You know your business; we don’t. We know how to sell your business. Like others considering the sale of their business, you have concerns. These include:
- that the confidentiality of your business will be protected
- that you will walk away with the most money
- that you will always know the status of the sale
- that your business will be presented to qualified buyer prospects
- that you have chosen an expert to manage the entire process
You need true experts in the process, not rookies hoping to cash in at your expense. Our knowledge of the marijuana industry is thoroughgoing. We know firsthand how it feels to startup, own, operate and sell businesses. We provide top advisory services and are fully-versed in all aspects of transferring business ownership.
Step One: Valuation
We have valued hundreds of businesses. Having purchased businesses ourselves, we know how buyers value businesses as well as how accountants and bank personnel value them. There are so many scams being run pertaining to business valuations that we recommend no one ever pay for a valuation. Does your real estate agent charge you to tell you what your home is worth? Feel free to challenge our valuation and have your accountant do the same. We don’t just perform a valuation, we estimate your expenses, taxes, and debt payoff to give you an after-tax estimate of your proceeds on a sale. We don’t want you moving forward without knowing what net proceeds to expect.
Step Two: Contract
A contractual listing agreement is typically used by business brokers when selling a business. In many situations we work on a verbal agreement to prevent the seller from having a formal commitment. We have never had a verbal agreement cancelled and take this approach to keep sellers comfortable. We serve as advisors, not brokers focused on protecting a commission.
Step Three: Buyer Search
We always have a backlog of buyers. However, we develop a campaign to market your marijuana business to potential buyers. We develop a Confidential Memorandum (CM) for each business that provides buyers information about the operation, facility, marketing, financial status and future opportunities of the business. The CM is only received by a buyer after they execute a comprehensive Confidentiality and Non-Disclosure Agreement (NDA). Our aggressive marketing program ensures you maintain confidentiality and we provide maximum exposure for your business.

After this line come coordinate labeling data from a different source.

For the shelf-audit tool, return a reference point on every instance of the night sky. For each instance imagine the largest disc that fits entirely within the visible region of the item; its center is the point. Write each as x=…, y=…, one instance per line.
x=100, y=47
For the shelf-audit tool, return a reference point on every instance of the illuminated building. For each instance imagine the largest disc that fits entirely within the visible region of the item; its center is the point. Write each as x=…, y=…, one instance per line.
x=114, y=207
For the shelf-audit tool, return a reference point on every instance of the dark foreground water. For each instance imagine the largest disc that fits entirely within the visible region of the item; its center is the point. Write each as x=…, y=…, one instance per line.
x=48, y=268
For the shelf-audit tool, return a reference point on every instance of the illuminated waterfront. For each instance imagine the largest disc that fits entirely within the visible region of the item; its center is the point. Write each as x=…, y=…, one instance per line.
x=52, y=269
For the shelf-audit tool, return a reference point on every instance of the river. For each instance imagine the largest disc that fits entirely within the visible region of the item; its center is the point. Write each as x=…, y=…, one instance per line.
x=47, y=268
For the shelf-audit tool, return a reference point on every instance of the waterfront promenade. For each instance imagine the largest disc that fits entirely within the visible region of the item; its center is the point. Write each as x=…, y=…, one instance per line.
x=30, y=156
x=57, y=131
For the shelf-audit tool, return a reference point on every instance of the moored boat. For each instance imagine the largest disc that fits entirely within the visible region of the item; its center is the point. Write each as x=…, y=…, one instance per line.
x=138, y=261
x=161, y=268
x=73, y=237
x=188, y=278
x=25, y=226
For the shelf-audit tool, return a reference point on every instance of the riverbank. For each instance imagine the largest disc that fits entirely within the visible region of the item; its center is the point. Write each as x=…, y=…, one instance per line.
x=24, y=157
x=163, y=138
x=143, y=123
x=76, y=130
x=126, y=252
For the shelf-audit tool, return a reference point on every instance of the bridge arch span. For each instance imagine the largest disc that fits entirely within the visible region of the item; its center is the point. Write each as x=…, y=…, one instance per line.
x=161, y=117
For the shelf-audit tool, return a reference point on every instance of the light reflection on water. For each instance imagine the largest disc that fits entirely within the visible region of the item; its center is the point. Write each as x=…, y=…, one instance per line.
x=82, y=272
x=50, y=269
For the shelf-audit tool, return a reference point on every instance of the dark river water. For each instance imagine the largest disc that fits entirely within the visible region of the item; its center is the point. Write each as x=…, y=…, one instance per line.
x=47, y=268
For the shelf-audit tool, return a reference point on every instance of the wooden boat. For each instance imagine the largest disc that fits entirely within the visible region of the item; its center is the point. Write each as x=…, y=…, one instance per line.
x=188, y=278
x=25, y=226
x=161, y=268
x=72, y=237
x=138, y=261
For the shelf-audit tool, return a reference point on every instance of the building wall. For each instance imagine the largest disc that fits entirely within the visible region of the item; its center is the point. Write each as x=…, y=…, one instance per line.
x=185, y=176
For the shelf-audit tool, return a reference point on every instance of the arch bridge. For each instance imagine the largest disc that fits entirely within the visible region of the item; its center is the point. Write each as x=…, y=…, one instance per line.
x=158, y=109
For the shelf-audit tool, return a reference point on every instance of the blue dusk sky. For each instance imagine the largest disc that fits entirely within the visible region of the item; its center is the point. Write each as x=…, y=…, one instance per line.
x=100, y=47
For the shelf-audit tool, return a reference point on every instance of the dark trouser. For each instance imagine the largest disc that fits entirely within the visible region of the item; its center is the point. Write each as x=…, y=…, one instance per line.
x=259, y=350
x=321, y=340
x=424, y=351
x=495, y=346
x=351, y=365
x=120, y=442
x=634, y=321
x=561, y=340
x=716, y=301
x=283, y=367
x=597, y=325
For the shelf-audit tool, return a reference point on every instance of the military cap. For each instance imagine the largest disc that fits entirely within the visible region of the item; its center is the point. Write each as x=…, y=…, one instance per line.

Step Four: The Buyer-Seller Meeting
We schedule buyer and seller meetings at your convenience, during or after business hours, on-site or off-site. A prospective buyer will have already reviewed the CM and financials and likely had several discussions with us. It is normal for sellers to require that all such meetings be held during evening hours so as to not alert employees. However, this meeting is not the time to discuss the price and terms of the sale. John and Read will have those conversations directly with the buyer following the initial meeting.
Step Five: Offers
Offers include many items in addition to price. Payment terms, transition, allocation of price (affects seller’s taxes) and many more items are part of the negotiation. By having us handle all negotiations you are avoiding getting trapped in an area unfamiliar to you. Before we present an offer to you we translate the offer into what you actually receive: your aftertax proceeds. That way you have the information to make an informed decision.
Step Six: Due Diligence
Once a Letter of Intent has been entered into between the buyer and seller outlining the price and terms of the sale, the due diligence process begins. We serve as the coach and quarterback for the due diligence process, coordinating all activities. This is the time when the buyer requests from the seller any documents and materials needed to verify that all representations made by the seller are accurate. Depending on the size of the business, a buyer will typically complete this process in two to six weeks.
Step Seven: Contractual Negotiations
This is typically the least understood step for sellers. Regardless of the size of the business, there are a lot of documents. In a sale, there is a purchase agreement, non-compete agreement, assignment and assumption agreements, resolutions, and many other ancillary documents. We are very active in this process. We view the most important document to be the purchase agreement and disclosure schedules and we typical lead the draft of the schedules, which can be the most significant (and most critical) set of documents in a sale. The disclosure schedules, developed properly, help protect the seller’s interests after the sale.
Step Eight: Closing
The closing is normally a short, simple event. It is similar to a closing on real estate when documents are signed and ownership is transferred. From a seller’s perspective, it is when he or she gets paid and typically becomes a consultant, transferring knowledge of the business and industry to the buyer. When the prior steps are performed properly, all parties are pleased during the closing as everyone has accomplished their primary objective.